Steht im TTIP, dass die Qualität öffentlicher Dienstleistungen gesenkt werden muss? Werden den zuständigen Behörden die Direktvergabeoptionen in der Verordnung 1370/07 genommen? Nein, wird es alles nicht. Die Diskussionen um eine Novellierung dieser ÖV-Verordnung haben mit einem Freihandelsabkommen zwischen den Vereinigten Staaten und der Europäischen Union überhaupt nichts zu tun. Oder fürchtet man da beim VDV, dass zumindest Teile des nordamerikanischen Eisenbahnwesens für Europa ein Modell sein könnten?

Denn viele Vorurteile über das vermeintliche „Autofahrerland“ USA stimmen nicht mal auf den ersten Blick. So spielt der Schienengüterverkehr dort, obwohl die Eisenbahn nicht ansatzweise so hoch subventioniert ist wie bei uns, eine viel größere Rolle als in Europa. Übrigens auch der Personenverkehr auf der Schiene, zumindest da, wo die Schiene ihr höchstes Potential hat, nämlich etwa in Metropolregionen.

Wer sagt eigentlich, dass die europäische Eisenbahnpolitik per se besser ist? Wieso soll es falsch sein, wenn man in bestimmten Dingen auch voneinander lernt? Eine auskömmliche Versorgung mit Regionalisierungsgeldern für den SPNV wird auch mit TTIP niemand in Frage stellen. Auch deutsches oder europäisches Vergaberecht in Eisenbahnfragen wird nicht von transatlantischen Vereinbarungen gefährdet.

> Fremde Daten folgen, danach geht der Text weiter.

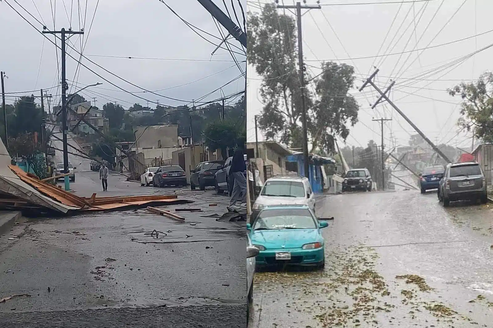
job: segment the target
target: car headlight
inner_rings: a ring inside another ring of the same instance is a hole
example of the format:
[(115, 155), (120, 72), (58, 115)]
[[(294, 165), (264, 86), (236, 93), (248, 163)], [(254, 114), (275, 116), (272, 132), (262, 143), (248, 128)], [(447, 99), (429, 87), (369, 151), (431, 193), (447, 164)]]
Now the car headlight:
[(322, 244), (320, 242), (312, 242), (309, 244), (305, 244), (301, 247), (303, 249), (316, 249), (322, 247)]
[(256, 203), (253, 204), (253, 209), (262, 209), (263, 207), (264, 207), (264, 206), (262, 204), (257, 204)]

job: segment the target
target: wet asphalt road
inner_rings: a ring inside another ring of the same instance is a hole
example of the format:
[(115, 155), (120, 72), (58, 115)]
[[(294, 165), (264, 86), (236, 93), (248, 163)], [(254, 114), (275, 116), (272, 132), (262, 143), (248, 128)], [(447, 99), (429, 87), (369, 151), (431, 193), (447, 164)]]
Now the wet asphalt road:
[(493, 327), (493, 205), (322, 196), (323, 270), (256, 273), (251, 328)]
[(203, 211), (180, 212), (184, 222), (145, 209), (21, 222), (0, 238), (0, 299), (30, 296), (0, 303), (0, 326), (246, 327), (244, 222), (202, 217), (225, 212), (227, 196), (117, 174), (103, 193), (97, 173), (77, 175), (80, 196), (176, 193), (194, 203), (167, 209)]

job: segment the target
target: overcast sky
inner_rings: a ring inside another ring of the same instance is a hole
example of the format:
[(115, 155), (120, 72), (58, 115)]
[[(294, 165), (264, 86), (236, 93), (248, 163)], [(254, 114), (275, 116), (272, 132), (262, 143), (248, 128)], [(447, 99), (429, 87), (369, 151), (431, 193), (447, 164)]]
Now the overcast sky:
[[(222, 1), (214, 1), (225, 11)], [(34, 17), (24, 11), (16, 2)], [(165, 2), (190, 24), (220, 38), (212, 17), (197, 1)], [(246, 10), (246, 0), (241, 0), (241, 2)], [(17, 9), (35, 26), (35, 29), (30, 26), (6, 2)], [(80, 10), (78, 3), (81, 7)], [(236, 0), (234, 3), (243, 29), (243, 19), (240, 5)], [(230, 3), (229, 5), (228, 9), (236, 22)], [(54, 28), (52, 14), (54, 12)], [(79, 15), (80, 21), (82, 22), (80, 24)], [(36, 22), (36, 19), (42, 24)], [(118, 89), (83, 67), (80, 68), (80, 73), (74, 78), (77, 68), (77, 61), (71, 58), (69, 54), (77, 60), (79, 59), (80, 55), (70, 47), (73, 46), (80, 52), (81, 40), (79, 35), (72, 35), (70, 38), (71, 43), (69, 42), (67, 45), (67, 79), (69, 86), (75, 85), (71, 81), (75, 81), (79, 84), (76, 85), (76, 89), (73, 86), (70, 90), (73, 92), (87, 85), (103, 83), (102, 85), (89, 88), (81, 92), (81, 95), (89, 100), (96, 97), (97, 104), (100, 107), (108, 101), (116, 101), (125, 108), (134, 103), (146, 106), (147, 100), (157, 102), (159, 100), (160, 104), (172, 106), (186, 104), (193, 99), (201, 98), (239, 76), (240, 78), (222, 88), (223, 94), (227, 95), (245, 89), (245, 78), (241, 76), (242, 72), (227, 50), (220, 49), (211, 56), (211, 53), (215, 46), (198, 35), (159, 0), (35, 0), (34, 1), (6, 0), (0, 1), (0, 30), (2, 31), (0, 33), (0, 44), (2, 45), (2, 50), (0, 51), (0, 70), (5, 71), (8, 76), (5, 83), (6, 92), (18, 92), (43, 88), (54, 95), (59, 94), (60, 88), (53, 88), (60, 84), (60, 79), (58, 74), (59, 66), (56, 47), (39, 32), (44, 24), (51, 30), (60, 30), (62, 28), (68, 30), (70, 27), (73, 30), (80, 30), (81, 27), (85, 26), (83, 40), (86, 45), (83, 53), (88, 59), (139, 87), (151, 91), (160, 90), (156, 91), (160, 95), (144, 92), (142, 89), (112, 76), (84, 58), (82, 60), (82, 63), (135, 95)], [(220, 26), (218, 24), (218, 26)], [(225, 35), (227, 34), (222, 27), (221, 29)], [(197, 31), (212, 43), (217, 45), (220, 42), (216, 37)], [(54, 37), (52, 35), (50, 39), (53, 40)], [(244, 54), (239, 42), (234, 39), (230, 40), (230, 42), (232, 50)], [(59, 41), (58, 44), (60, 45)], [(59, 50), (58, 56), (59, 59)], [(244, 72), (245, 55), (236, 54), (236, 56), (241, 69)], [(15, 96), (23, 94), (25, 93), (9, 93), (6, 102), (12, 103)], [(35, 95), (39, 95), (39, 92), (35, 93)], [(137, 96), (145, 99), (140, 99)], [(167, 99), (165, 97), (180, 101)], [(218, 90), (206, 97), (202, 101), (221, 97), (221, 91)], [(52, 105), (54, 102), (60, 102), (59, 97), (52, 99)], [(232, 99), (231, 101), (238, 99)], [(150, 105), (152, 107), (156, 106), (155, 104), (150, 103)]]
[[(390, 1), (395, 2), (394, 0), (321, 0), (321, 10), (312, 10), (305, 14), (302, 18), (303, 46), (308, 73), (312, 75), (319, 73), (320, 70), (316, 67), (320, 67), (321, 60), (344, 62), (355, 66), (358, 78), (355, 87), (359, 88), (362, 84), (361, 80), (373, 72), (374, 65), (378, 65), (380, 70), (376, 81), (377, 85), (385, 89), (389, 81), (384, 77), (399, 78), (394, 78), (396, 84), (390, 98), (428, 138), (439, 143), (448, 142), (454, 146), (458, 145), (459, 147), (470, 149), (470, 134), (457, 134), (459, 106), (456, 104), (459, 102), (459, 99), (457, 97), (450, 96), (445, 90), (461, 80), (477, 79), (481, 73), (492, 69), (491, 59), (493, 48), (479, 52), (461, 61), (459, 65), (452, 63), (491, 43), (493, 31), (449, 45), (413, 52), (407, 61), (409, 55), (407, 53), (402, 57), (400, 55), (391, 55), (376, 59), (357, 59), (377, 55), (400, 5), (387, 3), (352, 5), (349, 3)], [(404, 0), (406, 1), (409, 0)], [(266, 2), (271, 1), (263, 0), (260, 3), (261, 5), (262, 2)], [(281, 0), (279, 3), (282, 2)], [(437, 11), (442, 2), (441, 7)], [(258, 1), (248, 1), (248, 9), (258, 10), (259, 3)], [(293, 3), (292, 0), (284, 1), (284, 4), (286, 5)], [(344, 4), (328, 5), (336, 3)], [(308, 1), (306, 4), (316, 4), (316, 2)], [(493, 22), (489, 17), (493, 10), (493, 1), (491, 0), (417, 1), (414, 3), (416, 17), (415, 34), (413, 7), (413, 3), (405, 2), (402, 4), (379, 54), (421, 49), (493, 30)], [(293, 15), (284, 10), (286, 13)], [(420, 20), (422, 13), (423, 13)], [(391, 40), (403, 22), (400, 32), (391, 44)], [(407, 31), (403, 33), (408, 26), (410, 27)], [(319, 29), (322, 33), (320, 32)], [(397, 42), (401, 35), (402, 37)], [(417, 39), (417, 47), (415, 47)], [(406, 47), (408, 40), (409, 42)], [(418, 54), (420, 54), (419, 59), (417, 59)], [(350, 58), (353, 60), (348, 59)], [(447, 64), (451, 64), (438, 69)], [(394, 67), (396, 68), (394, 69)], [(422, 73), (434, 69), (435, 70), (433, 74), (420, 77), (426, 81), (406, 79), (416, 78)], [(261, 81), (258, 80), (260, 77), (251, 66), (247, 68), (247, 129), (248, 140), (251, 141), (255, 140), (254, 115), (260, 113), (262, 104), (258, 92), (261, 84)], [(424, 89), (420, 89), (421, 87)], [(312, 87), (309, 88), (313, 89)], [(372, 121), (372, 119), (382, 117), (393, 119), (385, 128), (387, 146), (390, 144), (391, 132), (396, 139), (396, 144), (407, 144), (409, 134), (415, 133), (413, 128), (388, 105), (380, 105), (375, 110), (371, 109), (369, 103), (373, 103), (376, 99), (376, 91), (371, 86), (362, 92), (358, 92), (355, 89), (351, 93), (355, 95), (361, 109), (359, 114), (360, 122), (351, 130), (351, 134), (347, 140), (348, 145), (366, 146), (370, 139), (380, 143), (379, 124)], [(261, 140), (263, 140), (261, 133), (258, 135)]]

Im Grunde wäre es jetzt in dieser Situation wichtig, versachlicht und vernünftig über die Frage zu sprechen, wie – auch vor dem Hintergrund einer immer wieder geforderten Verkehrswende – das ÖV-System organisiert und praktiziert werden soll. Welche Rolle sollen dabei öffentliche und welche Rolle sollen private Unternehmen spielen? Wie können Qualität und Leistung sichergestellt und bei wirtschaftlich darstellbaren Kosten realisiert werden?

Wie verhalten wir uns Akteuren gegenüber, die nicht aus Europa kommen, auch US-Unternehmen gegenüber? Die haben jedes Recht, hier in Deutschland am Wirtschaftsleben teilzunehmen, so wie ja auch deutsche und europäische Unternehmen den Sprung über den großen Teich gewagt haben und dort gutes Geld verdienen. Siemens z.B. betont immer wieder, wie attraktiv der Eisenbahnmarkt in Amerika für Hersteller ist, wegen des konstant hohen Investitionsvolumens für Rollmaterial.

Und bevor Diskussionen aufkommen: Ja, es ist völlig irrelevant, wohin die (versteuerten!) Gewinne am Ende abgeführt werden. Der VDV sollte aufpassen, dass er nicht ins Horn derer bläst, die durch vulgärmarxistische Parolen oder nationalistische Sprüche auffallen. Populismus kann vom Rand ebenso kommen wie aus der Mitte.